BURNOUT ternyata tidak hanya terjadi pada orang dewasa, anak-anak juga bisa mengalaminya. Anak mulai sulit berkonsentrasi, mudah lelah, mudah emosi, sering menunda pekerjaan, dan terjadi penurunan prestasi, adalah ciri anak yang mulai terserang burnout.
Burnout merupakan kondisi kelelahan mental, fisik, dan kelelahan emosional yang ekstrem. Pada anak, kondisi tersebut terjadi saat anak sudah tidak bisa mengendalikan stres dan frustasi. Mereka tidak punya kesempatan untuk beristirahat atau jeda sejenak dari tekanan-tekanan yang ada.
Sebenarnya burnout tidak hanya terjadi akibat tekanan lingkungan, tapi juga tuntutan orangtua. Tuntutan pencapaian prestasi, banyaknya beban tugas sekolah selama daring yang sifatnya permanen maupun sementara.
Karena itu, penting bagi orangtua mengetahui gejala-gejala burnout pada anak.
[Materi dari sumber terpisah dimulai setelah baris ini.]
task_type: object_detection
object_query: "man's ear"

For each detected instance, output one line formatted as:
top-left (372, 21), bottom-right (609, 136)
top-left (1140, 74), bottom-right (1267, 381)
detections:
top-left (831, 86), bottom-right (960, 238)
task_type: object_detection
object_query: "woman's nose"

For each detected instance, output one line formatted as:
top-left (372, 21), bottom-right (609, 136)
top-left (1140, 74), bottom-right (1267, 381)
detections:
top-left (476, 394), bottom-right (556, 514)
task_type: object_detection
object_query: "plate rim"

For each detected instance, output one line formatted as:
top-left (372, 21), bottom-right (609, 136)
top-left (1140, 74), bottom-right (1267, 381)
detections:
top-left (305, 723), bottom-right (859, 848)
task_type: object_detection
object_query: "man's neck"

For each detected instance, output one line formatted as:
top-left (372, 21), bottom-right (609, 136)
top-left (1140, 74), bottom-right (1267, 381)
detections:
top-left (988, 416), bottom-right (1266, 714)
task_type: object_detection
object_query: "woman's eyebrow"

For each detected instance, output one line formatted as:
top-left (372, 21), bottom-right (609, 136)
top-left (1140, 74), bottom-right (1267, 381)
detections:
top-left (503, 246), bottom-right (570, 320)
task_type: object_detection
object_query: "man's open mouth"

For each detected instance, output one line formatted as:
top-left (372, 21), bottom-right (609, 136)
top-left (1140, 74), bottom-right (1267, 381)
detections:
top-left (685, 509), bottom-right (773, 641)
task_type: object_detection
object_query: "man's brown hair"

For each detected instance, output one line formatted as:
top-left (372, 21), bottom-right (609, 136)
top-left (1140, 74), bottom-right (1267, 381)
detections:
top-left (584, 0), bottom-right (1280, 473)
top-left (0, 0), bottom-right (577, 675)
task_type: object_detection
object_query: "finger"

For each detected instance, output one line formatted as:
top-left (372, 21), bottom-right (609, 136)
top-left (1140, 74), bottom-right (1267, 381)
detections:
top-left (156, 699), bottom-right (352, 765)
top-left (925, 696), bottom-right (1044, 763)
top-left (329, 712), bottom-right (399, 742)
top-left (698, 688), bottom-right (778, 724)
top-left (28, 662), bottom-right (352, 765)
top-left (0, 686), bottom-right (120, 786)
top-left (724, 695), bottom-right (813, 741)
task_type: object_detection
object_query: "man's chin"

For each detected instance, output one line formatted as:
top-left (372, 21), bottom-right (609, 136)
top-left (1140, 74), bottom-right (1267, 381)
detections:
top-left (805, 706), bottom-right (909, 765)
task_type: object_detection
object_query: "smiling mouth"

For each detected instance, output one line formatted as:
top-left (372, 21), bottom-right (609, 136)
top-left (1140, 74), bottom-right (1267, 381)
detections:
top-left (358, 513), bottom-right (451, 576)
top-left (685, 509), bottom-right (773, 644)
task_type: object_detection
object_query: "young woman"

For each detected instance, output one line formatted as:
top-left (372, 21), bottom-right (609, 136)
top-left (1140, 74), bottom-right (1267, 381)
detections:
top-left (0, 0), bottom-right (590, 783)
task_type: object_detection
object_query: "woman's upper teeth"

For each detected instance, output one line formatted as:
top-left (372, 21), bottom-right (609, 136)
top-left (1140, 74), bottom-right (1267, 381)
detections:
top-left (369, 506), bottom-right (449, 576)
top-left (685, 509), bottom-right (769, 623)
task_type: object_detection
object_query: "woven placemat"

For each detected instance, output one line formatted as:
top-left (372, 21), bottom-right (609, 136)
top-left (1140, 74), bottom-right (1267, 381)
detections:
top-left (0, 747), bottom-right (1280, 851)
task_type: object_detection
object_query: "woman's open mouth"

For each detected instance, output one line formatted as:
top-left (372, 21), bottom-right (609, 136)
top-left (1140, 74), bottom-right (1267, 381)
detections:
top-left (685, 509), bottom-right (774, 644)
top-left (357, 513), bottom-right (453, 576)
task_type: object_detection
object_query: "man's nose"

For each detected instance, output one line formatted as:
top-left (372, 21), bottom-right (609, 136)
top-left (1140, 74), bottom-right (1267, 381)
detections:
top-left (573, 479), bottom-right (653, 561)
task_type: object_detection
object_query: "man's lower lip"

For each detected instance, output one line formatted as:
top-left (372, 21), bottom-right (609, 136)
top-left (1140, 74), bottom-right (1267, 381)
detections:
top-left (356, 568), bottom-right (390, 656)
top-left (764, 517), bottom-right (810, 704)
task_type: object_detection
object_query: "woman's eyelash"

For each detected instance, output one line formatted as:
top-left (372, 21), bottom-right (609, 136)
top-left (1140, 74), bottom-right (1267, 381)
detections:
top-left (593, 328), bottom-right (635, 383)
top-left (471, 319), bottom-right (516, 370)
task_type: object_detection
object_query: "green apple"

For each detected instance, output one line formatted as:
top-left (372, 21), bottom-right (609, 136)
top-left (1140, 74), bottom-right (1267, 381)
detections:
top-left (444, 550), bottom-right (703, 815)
Memang tidak terlalu terlihat dan terkadang dianggap sepele, namun sebaiknya perlu diwaspadai.
• Anak sering merasa lelah.
• Berat badan yang naik atau justru turun.
• Menyakiti diri sendiri.
• Mengompol, terutama pada anak di atas 4 tahun.
• Penurunan prestasi akademis.
• Menarik diri dari pergaulan.
• Sering menunda pekerjaan.
• Bersikap acuh pada apapun (apatis).
• Kecemasan atau rasa takut berlebihan.
• Sulit berkonsentrasi.
• Mudah emosi.
Apabila orangtua mendapati anak dengan gejala demikian, ada beberapa langkah yang bisa dilakukan, yaitu:
1. Berdiskusilah.
Berdiskusi dengan anak mengenai apa yang ia rasakan. Tanyakan sedetil mungkin, dengarkan dengan baik, dan beri solusi yang tidak memaksa, sesuaikan dengan kemampuan dan keinginannya.
2. Bantu anak melatih kemampuan time management-nya.
Ajarkan tahapan-tahapan pekerjaan dari yang utama hingga yang ringan. Latih mereka untuk memilih dan memilah yang penting dan kurang penting, sehingga pikirannya tidak bertumpuk, hanya berfokus pada pekerjaan utama yang ia pilih dan dirasa paling penting.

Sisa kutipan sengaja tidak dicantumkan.